Hulst E H
Erasmus Universiteit, Instituut Beleid en Management Gezondheidszorg, Rotterdam.
Ned Tijdschr Geneeskd. 1999 Jun 12;143(24):1268-71.
The possibilities to exercise family authority over minors have been extended drastically since 1998. This has its consequences for the doctor with respect to medical treatment. According to the Dutch act on agreement concerning medical treatment the minor up to the age of fifteen needs his tutor in deciding about medical treatment. From the age of sixteen the child decides for himself. New family law offers the doctor many more representatives of the child.

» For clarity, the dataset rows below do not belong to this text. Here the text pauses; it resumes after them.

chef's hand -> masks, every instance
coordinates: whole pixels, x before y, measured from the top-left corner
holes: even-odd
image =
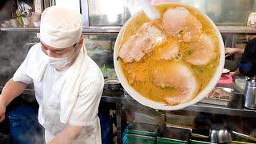
[[[4,105],[3,102],[0,98],[0,122],[2,122],[6,118],[5,114],[6,114],[6,106]]]
[[[225,49],[225,57],[229,57],[235,54],[238,52],[237,48],[230,48],[227,47]]]
[[[50,141],[48,144],[70,144],[71,142],[66,141],[67,139],[65,138],[56,137],[54,139]]]
[[[58,133],[54,139],[50,141],[49,144],[70,144],[72,143],[82,131],[83,126],[67,126]]]

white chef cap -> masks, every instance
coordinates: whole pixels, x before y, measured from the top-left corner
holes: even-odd
[[[51,6],[42,14],[40,39],[52,47],[69,47],[78,42],[82,28],[79,13],[66,7]]]

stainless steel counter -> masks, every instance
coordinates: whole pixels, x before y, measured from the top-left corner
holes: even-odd
[[[218,29],[222,34],[256,34],[256,28],[254,26],[217,26]],[[82,30],[83,34],[118,34],[122,26],[90,26]],[[1,31],[28,31],[39,33],[39,28],[0,28]]]
[[[2,87],[0,87],[0,90]],[[23,94],[29,95],[34,95],[33,90],[26,90]],[[102,102],[114,102],[125,105],[141,105],[133,98],[129,95],[124,95],[122,90],[118,91],[108,91],[104,90],[102,96]],[[233,99],[228,103],[226,106],[211,105],[206,103],[196,103],[194,105],[184,108],[185,110],[191,110],[197,112],[205,112],[218,114],[235,115],[242,117],[252,117],[256,118],[256,110],[245,109],[242,106],[243,94],[234,93]],[[166,111],[168,112],[168,111]]]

Representatives may be parents, tutors of special curators. Main changes in the family law are that since 1998 the partner of a parent or of a tutor may be given family authority. Furthermore this is now also possible for a parent or tutor living together with a partner of the same sex. The central issue is that the best interests of the child always prevail and that the physician has the legal obligation to act as a good assistant. This may entail the physician's ascertaining who represents the child and who is allowed to decide and to be informed. This is not necessarily the person accompanying the child.
自1998年以来,对未成年人行使家庭权威的可能性大幅增加。这给医生的治疗工作带来了影响。根据荷兰关于医疗协议的法案,15岁以下的未成年人在决定医疗事宜时需要其监护人。从16岁起,孩子可以自己做决定。新的家庭法为医生提供了更多孩子的代表。代表可能是父母、特别监护人的监护人。家庭法的主要变化是,自1998年以来,父母或监护人的伴侣可能被赋予家庭权威。此外,与同性伴侣同居的父母或监护人现在也有可能。核心问题是,孩子的最大利益始终优先,医生有法律义务充当好助手。这可能需要医生确定谁代表孩子,谁有权决定并被告知。不一定是陪同孩子的人。